Did you know that the gaming industry is larger in revenue than the film industry? I didn’t… And the audience for games is 40% female. This panel included two CS faculty members (Diane Pozefsky from UNC Chapel Hill and Tiffany Barnes from UNC Charlotte) and two professionals in the industry (Colleen McCreary and Lauren Paone from Electronic Arts).
Game development is particularly interesting for women, I think, because of the breadth of challenges and the diversity of folks that you work with. As a researcher, I was particularly excited by hearing Tiffany Barnes from UNC Charlotte talking about all of the areas relevant to gaming. It got me thinking about gaming as both a teaching tool, as well as a really important application in my own research area (ubiquitous computing). Location based games, games that use the computing infrastructure (graffiti based walls, etc), and computer games that are integrated into the physical world are really gaining ground.
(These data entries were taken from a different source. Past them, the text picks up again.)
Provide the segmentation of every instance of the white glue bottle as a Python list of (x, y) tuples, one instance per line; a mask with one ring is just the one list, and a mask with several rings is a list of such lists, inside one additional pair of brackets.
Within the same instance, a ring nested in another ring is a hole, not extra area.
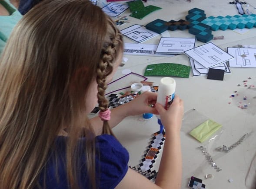
[[(175, 96), (176, 82), (172, 77), (165, 77), (160, 80), (156, 103), (163, 105), (167, 109), (173, 102)], [(157, 115), (158, 122), (160, 125), (160, 133), (163, 132), (163, 125), (161, 122), (160, 116)]]

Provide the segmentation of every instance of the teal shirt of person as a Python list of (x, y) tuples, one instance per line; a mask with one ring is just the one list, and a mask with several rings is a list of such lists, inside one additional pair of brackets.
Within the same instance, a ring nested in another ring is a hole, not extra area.
[(6, 9), (9, 16), (0, 16), (0, 55), (13, 29), (22, 18), (22, 15), (9, 0), (0, 0), (0, 4)]

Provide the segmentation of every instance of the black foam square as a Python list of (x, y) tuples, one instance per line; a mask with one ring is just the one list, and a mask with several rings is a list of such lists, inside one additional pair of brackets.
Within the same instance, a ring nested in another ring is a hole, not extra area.
[(224, 71), (224, 70), (210, 68), (208, 72), (207, 79), (223, 81)]

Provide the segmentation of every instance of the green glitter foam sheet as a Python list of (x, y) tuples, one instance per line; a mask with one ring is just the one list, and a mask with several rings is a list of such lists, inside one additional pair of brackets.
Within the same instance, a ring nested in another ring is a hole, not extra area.
[(176, 76), (188, 78), (190, 67), (175, 63), (161, 63), (148, 65), (144, 76)]
[(145, 7), (141, 0), (129, 1), (127, 3), (132, 13), (130, 16), (140, 19), (152, 12), (162, 9), (153, 5)]

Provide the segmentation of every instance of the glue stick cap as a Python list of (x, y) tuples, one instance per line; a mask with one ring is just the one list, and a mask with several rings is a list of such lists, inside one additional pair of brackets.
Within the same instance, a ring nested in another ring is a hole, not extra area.
[(150, 113), (146, 113), (143, 114), (143, 118), (144, 119), (150, 119), (153, 117), (153, 114)]

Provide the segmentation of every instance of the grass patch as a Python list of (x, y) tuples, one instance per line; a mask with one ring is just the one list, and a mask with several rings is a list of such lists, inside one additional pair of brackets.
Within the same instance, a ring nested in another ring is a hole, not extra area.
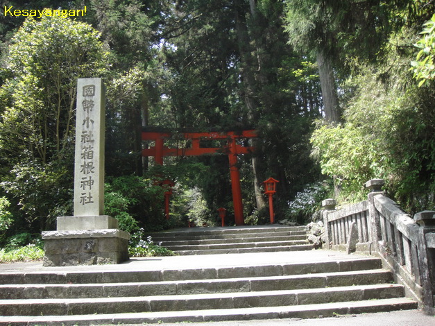
[(44, 250), (40, 247), (28, 244), (24, 247), (6, 250), (0, 250), (0, 264), (17, 261), (32, 261), (41, 260), (44, 257)]

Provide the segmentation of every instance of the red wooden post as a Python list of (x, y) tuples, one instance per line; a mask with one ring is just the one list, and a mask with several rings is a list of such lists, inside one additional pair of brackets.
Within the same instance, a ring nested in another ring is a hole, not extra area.
[(170, 194), (164, 194), (164, 215), (167, 220), (169, 219), (169, 197)]
[(272, 196), (276, 192), (276, 183), (279, 182), (278, 180), (275, 180), (273, 178), (269, 178), (264, 183), (264, 194), (266, 194), (269, 198), (269, 216), (271, 218), (271, 224), (275, 223), (275, 213), (273, 212), (273, 198)]
[(268, 194), (269, 198), (269, 216), (271, 218), (271, 224), (275, 223), (275, 213), (273, 212), (273, 198), (272, 198), (272, 194)]
[(155, 139), (155, 156), (154, 160), (155, 163), (163, 165), (163, 139), (157, 137)]
[(219, 216), (222, 220), (222, 226), (225, 226), (225, 216), (226, 215), (227, 210), (223, 208), (218, 208), (218, 212), (219, 212)]
[(162, 183), (162, 187), (164, 187), (166, 188), (166, 191), (164, 191), (164, 215), (166, 216), (166, 219), (169, 219), (169, 198), (171, 198), (171, 195), (172, 195), (172, 187), (175, 185), (173, 181), (171, 181), (170, 180), (165, 180)]
[(228, 141), (230, 154), (230, 176), (231, 177), (231, 189), (232, 190), (232, 202), (234, 203), (234, 215), (236, 225), (244, 225), (243, 203), (241, 201), (241, 189), (240, 187), (240, 174), (237, 167), (237, 153), (236, 149), (236, 139), (231, 137)]

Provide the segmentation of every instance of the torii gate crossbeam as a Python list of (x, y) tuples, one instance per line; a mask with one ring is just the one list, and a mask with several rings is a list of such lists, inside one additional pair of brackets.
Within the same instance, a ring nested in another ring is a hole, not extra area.
[[(163, 165), (164, 156), (197, 156), (205, 154), (225, 153), (230, 162), (230, 175), (236, 225), (244, 225), (243, 203), (240, 187), (240, 175), (237, 168), (237, 155), (252, 153), (251, 146), (243, 146), (237, 143), (236, 139), (253, 138), (257, 137), (255, 130), (240, 132), (228, 131), (223, 132), (182, 132), (185, 140), (191, 140), (191, 145), (186, 148), (173, 148), (164, 145), (164, 140), (171, 138), (170, 132), (142, 131), (142, 140), (154, 141), (155, 144), (149, 148), (142, 150), (142, 156), (153, 156), (157, 164)], [(227, 139), (227, 145), (223, 147), (201, 147), (201, 139)]]

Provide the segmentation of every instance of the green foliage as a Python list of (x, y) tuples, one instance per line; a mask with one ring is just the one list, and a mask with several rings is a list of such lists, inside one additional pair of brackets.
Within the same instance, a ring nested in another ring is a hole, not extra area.
[(17, 200), (24, 220), (35, 231), (50, 230), (57, 216), (71, 213), (71, 191), (65, 186), (71, 178), (65, 167), (22, 162), (5, 179), (0, 186)]
[(0, 238), (13, 222), (12, 214), (8, 211), (10, 203), (6, 197), (0, 197)]
[(427, 85), (430, 80), (435, 79), (435, 15), (423, 26), (425, 28), (420, 33), (423, 36), (414, 44), (420, 50), (416, 60), (411, 62), (414, 78), (421, 80), (418, 86)]
[(118, 218), (119, 226), (130, 233), (139, 228), (164, 228), (163, 189), (145, 177), (125, 175), (106, 178), (105, 214)]
[(341, 126), (319, 124), (312, 142), (323, 172), (336, 180), (345, 200), (364, 199), (362, 185), (386, 180), (390, 196), (410, 212), (434, 207), (435, 189), (433, 87), (418, 88), (403, 60), (388, 67), (385, 87), (381, 72), (366, 69), (352, 80), (354, 96)]
[(8, 238), (4, 248), (0, 250), (0, 264), (42, 259), (44, 243), (40, 234), (22, 232)]
[(307, 185), (302, 191), (296, 194), (295, 198), (288, 203), (286, 218), (301, 225), (309, 223), (312, 216), (321, 208), (322, 200), (331, 194), (332, 188), (328, 181)]
[(8, 251), (0, 250), (0, 264), (40, 260), (43, 257), (44, 250), (34, 244)]
[(142, 237), (138, 237), (138, 241), (130, 241), (128, 248), (130, 257), (162, 257), (162, 256), (173, 256), (175, 253), (164, 247), (162, 247), (161, 243), (154, 243), (151, 237), (146, 240), (144, 240)]
[[(43, 163), (69, 157), (78, 78), (101, 76), (105, 52), (90, 26), (62, 17), (28, 18), (8, 48), (0, 91), (0, 150)], [(15, 158), (15, 157), (14, 157)]]

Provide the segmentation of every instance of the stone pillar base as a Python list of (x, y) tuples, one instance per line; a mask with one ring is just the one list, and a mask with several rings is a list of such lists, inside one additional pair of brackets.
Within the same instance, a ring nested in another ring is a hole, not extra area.
[(128, 260), (130, 234), (118, 229), (42, 232), (44, 266), (119, 264)]

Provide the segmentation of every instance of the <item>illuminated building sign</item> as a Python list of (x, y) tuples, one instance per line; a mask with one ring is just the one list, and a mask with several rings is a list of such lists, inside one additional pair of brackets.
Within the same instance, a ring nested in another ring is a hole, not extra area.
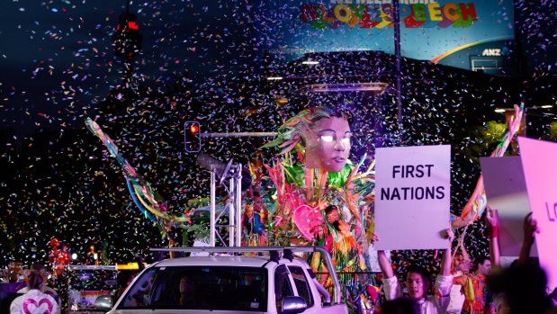
[[(278, 59), (308, 52), (394, 54), (391, 1), (262, 1), (254, 10), (262, 49)], [(400, 0), (400, 17), (406, 58), (472, 69), (471, 56), (486, 56), (486, 45), (500, 49), (514, 40), (511, 0)]]

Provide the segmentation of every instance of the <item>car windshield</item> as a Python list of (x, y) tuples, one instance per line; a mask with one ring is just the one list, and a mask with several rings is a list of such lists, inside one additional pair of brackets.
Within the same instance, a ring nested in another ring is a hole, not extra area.
[(144, 272), (118, 309), (266, 311), (265, 268), (153, 267)]

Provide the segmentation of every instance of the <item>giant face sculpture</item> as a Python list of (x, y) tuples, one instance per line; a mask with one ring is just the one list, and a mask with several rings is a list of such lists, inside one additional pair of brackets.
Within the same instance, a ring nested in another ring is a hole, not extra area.
[(322, 118), (303, 134), (305, 166), (328, 172), (339, 172), (350, 154), (350, 125), (343, 118)]

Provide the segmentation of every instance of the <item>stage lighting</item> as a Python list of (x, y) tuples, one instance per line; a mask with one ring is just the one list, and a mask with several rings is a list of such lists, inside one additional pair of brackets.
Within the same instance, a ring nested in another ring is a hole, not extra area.
[(198, 153), (202, 150), (201, 127), (198, 121), (186, 121), (184, 124), (184, 144), (188, 153)]
[[(233, 159), (230, 158), (224, 163), (217, 158), (214, 158), (207, 154), (199, 154), (195, 162), (197, 166), (209, 171), (214, 171), (220, 180), (220, 184), (224, 184), (226, 179), (238, 177), (238, 174), (237, 167), (232, 166)], [(241, 184), (242, 191), (247, 189), (251, 185), (251, 175), (247, 170), (241, 169)]]

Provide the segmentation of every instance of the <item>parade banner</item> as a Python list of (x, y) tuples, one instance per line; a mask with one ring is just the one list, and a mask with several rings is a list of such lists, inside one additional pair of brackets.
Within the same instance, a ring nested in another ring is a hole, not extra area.
[(540, 265), (545, 270), (549, 291), (557, 287), (557, 143), (518, 138), (522, 167), (526, 181)]
[[(488, 205), (498, 210), (501, 256), (520, 255), (524, 218), (530, 213), (520, 157), (481, 157)], [(537, 256), (535, 246), (532, 256)]]
[(375, 249), (446, 248), (451, 147), (379, 148), (375, 157)]
[[(391, 1), (263, 1), (254, 10), (261, 48), (277, 59), (309, 52), (394, 54)], [(468, 69), (484, 67), (508, 57), (513, 13), (511, 0), (400, 0), (401, 55)]]

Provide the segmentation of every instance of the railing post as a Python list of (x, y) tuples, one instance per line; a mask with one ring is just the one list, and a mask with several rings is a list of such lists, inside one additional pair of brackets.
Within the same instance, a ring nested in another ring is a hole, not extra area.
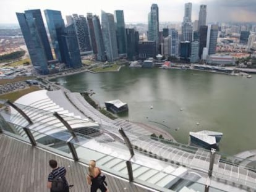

Using game development in the curriculum can expose students to some of the hardest problems in Computer Science:
Software engineering… Need effective team process to get this system working. Hard problems!
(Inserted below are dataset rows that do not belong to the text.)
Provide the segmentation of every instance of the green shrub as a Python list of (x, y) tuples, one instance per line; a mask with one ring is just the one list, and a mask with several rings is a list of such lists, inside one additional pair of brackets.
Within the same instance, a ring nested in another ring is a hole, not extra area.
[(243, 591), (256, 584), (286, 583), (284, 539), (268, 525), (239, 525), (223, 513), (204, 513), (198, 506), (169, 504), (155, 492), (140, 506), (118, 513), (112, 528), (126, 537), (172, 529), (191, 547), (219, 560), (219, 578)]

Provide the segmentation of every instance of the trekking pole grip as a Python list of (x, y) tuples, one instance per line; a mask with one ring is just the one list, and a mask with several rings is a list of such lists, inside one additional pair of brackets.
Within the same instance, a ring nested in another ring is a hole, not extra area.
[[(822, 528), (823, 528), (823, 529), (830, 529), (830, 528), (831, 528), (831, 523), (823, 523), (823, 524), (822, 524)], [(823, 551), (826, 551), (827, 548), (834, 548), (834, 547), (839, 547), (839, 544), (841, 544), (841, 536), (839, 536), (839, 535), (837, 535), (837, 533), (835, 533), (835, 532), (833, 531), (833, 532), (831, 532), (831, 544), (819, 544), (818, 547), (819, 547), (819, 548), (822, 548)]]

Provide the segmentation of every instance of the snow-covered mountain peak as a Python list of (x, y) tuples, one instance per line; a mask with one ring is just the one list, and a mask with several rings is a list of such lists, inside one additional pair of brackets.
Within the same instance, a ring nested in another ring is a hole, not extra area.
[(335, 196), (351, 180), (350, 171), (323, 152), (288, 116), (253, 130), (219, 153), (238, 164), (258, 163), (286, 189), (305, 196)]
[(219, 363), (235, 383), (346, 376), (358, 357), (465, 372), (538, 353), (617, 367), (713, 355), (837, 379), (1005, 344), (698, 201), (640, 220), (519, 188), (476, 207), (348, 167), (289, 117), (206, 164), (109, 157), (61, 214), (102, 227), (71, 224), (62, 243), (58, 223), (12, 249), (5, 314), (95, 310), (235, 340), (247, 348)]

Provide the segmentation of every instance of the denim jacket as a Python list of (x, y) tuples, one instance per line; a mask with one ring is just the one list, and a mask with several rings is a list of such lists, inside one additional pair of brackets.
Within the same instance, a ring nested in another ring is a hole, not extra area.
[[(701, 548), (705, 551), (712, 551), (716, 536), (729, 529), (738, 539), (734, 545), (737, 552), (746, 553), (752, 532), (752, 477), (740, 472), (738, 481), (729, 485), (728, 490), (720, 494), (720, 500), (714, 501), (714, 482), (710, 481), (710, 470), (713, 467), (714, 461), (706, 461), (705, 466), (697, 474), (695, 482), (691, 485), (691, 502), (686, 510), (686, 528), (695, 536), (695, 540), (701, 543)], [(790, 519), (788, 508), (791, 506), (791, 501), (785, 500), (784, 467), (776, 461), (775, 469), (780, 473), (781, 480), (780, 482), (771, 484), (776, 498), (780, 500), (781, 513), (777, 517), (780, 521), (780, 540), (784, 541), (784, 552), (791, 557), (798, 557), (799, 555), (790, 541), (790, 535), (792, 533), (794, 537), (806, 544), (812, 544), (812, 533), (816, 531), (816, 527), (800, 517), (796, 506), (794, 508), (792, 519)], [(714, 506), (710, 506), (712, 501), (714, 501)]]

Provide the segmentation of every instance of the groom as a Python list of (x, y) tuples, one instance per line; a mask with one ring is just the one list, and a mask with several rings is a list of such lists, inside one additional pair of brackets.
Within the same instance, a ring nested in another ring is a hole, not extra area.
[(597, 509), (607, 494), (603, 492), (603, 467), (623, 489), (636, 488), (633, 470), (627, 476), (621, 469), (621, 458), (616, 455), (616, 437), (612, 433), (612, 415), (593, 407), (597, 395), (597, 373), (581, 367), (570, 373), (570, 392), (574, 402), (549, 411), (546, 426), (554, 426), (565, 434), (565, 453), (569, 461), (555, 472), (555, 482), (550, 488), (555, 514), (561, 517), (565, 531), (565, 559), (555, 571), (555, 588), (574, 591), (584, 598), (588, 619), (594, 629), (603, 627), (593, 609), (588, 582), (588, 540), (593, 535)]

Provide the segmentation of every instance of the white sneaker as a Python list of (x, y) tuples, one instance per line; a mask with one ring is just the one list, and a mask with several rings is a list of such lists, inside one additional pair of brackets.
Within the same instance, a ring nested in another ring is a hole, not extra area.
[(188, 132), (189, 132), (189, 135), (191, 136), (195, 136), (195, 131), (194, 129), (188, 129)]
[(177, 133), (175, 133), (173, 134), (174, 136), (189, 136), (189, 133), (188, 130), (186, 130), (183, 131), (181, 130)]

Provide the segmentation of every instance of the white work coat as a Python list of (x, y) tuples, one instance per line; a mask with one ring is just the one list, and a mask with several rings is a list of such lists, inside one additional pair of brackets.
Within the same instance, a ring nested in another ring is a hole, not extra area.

Game structure and flow, FUN — Need rapid prototyping process to make sure it’s actually fun.
Graphic design, HCI — More realistic looks, lots of research already, and continuing
Graphics, Animation, Physics, Audio — more and more focus in these areas now
Programming Languages — Underlying code in C/C++ but designers will use scripting languages (need C/C++ memory management)
Data Structure, Architecture — Multiple cores, parallelism!
Networks, Game AI — Multiplayer games popular, Game AI is still not very good
I also think that using games as a motivation for teaching software development BEYOND just Java could help bring C/C++ back as a large part of the curriculum.